I believe so. My understanding is that in ETF rebalancing equities that are part of the basket are treated like nothing but paper, mindlessly bought, mindlessly sold. Unlike a mutual fund, there is no one worried about the value of the ETF. And when lots of ETFs need to do the same thing with the same stock, it could be really good or really bad for the stock.

    The same mindless mechanism that gave them life will kill them off.

What I meant, is that the same mindless ETF inclusion that gave life to equities will remove it.





kleinbl00  ·  1660 days ago  ·  link  ·  

    My understanding is that in ETF rebalancing equities that are part of the basket are treated like nothing but paper, mindlessly bought, mindlessly sold.

They're matching a number. That number is unrelated to their profit. Where they profit is in, for example, buying 1000 shares of XYZ for $4.13 instead of $4.14. The 1000 shares are gonna be bought by the end of the day. If they can buy 2000 shares for $4.13 and sell 1000 of them for $4.15, they will have made $10 in keeping XYZ at 1000 shares.

    Unlike a mutual fund, there is no one worried about the value of the ETF.

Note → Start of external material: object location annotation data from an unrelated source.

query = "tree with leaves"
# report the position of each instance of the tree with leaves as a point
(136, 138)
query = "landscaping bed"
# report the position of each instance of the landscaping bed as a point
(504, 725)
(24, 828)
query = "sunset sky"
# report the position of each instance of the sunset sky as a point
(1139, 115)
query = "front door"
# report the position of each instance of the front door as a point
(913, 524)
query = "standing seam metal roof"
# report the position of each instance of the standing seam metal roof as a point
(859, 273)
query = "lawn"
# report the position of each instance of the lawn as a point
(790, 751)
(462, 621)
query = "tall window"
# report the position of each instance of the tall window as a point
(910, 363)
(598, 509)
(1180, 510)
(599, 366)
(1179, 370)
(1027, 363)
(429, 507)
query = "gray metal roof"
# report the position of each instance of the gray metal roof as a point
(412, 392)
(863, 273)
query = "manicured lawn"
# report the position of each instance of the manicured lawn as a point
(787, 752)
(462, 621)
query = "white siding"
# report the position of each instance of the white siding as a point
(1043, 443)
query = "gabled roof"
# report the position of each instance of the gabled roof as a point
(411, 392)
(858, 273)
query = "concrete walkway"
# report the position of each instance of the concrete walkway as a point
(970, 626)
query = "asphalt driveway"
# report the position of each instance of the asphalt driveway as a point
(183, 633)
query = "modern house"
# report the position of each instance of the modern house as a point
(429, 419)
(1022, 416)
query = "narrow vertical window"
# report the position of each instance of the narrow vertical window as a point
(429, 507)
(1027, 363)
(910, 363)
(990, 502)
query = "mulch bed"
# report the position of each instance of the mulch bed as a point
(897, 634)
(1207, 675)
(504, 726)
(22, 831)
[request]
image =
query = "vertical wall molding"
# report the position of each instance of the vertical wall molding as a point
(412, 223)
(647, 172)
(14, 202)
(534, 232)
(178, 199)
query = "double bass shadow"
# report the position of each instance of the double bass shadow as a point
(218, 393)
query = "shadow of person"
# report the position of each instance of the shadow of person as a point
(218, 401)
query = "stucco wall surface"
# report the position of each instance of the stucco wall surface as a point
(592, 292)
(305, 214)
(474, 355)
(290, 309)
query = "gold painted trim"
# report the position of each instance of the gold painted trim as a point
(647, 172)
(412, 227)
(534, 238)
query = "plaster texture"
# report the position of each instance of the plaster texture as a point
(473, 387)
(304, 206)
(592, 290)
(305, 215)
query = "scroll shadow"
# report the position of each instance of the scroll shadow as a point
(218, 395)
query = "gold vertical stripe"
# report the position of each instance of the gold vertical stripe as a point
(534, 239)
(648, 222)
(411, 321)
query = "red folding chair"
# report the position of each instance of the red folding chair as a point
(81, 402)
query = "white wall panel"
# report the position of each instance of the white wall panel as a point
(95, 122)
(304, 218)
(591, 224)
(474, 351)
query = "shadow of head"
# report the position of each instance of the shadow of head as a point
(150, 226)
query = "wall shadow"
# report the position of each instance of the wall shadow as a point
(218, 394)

The value of the ETF is not their responsibility. The ETF matching the terms of the prospectus is their responsibility. In order to do that, they exercise whatever trades, purchases and sales they set forth in the prospectus which, from our LACK example means repos, junk bonds, whatever. And again - if LACK is worth $4 on Thursday and $5 on Friday, they've got to come up with a way to grow their fund by 25% by Friday. However they want to. By whatever means necessary.

    And when lots of ETFs need to do the same thing with the same stock, it could be really good or really bad for the stock.

Precisely that. "I need to buy a thousand shares of GOOG because that's what balances the numbers and if the price is up 29%... uhhh..." "I need to sell a thousand shares of GOOG because that's what balances the numbers and if the price is down 50% we're selling because that's what the numbers want."

    What I meant, is that the same mindless ETF inclusion that gave life to equities will remove it.

The problem is that "remove" is likely an extremely gentle euphemism for certain possible scenarios.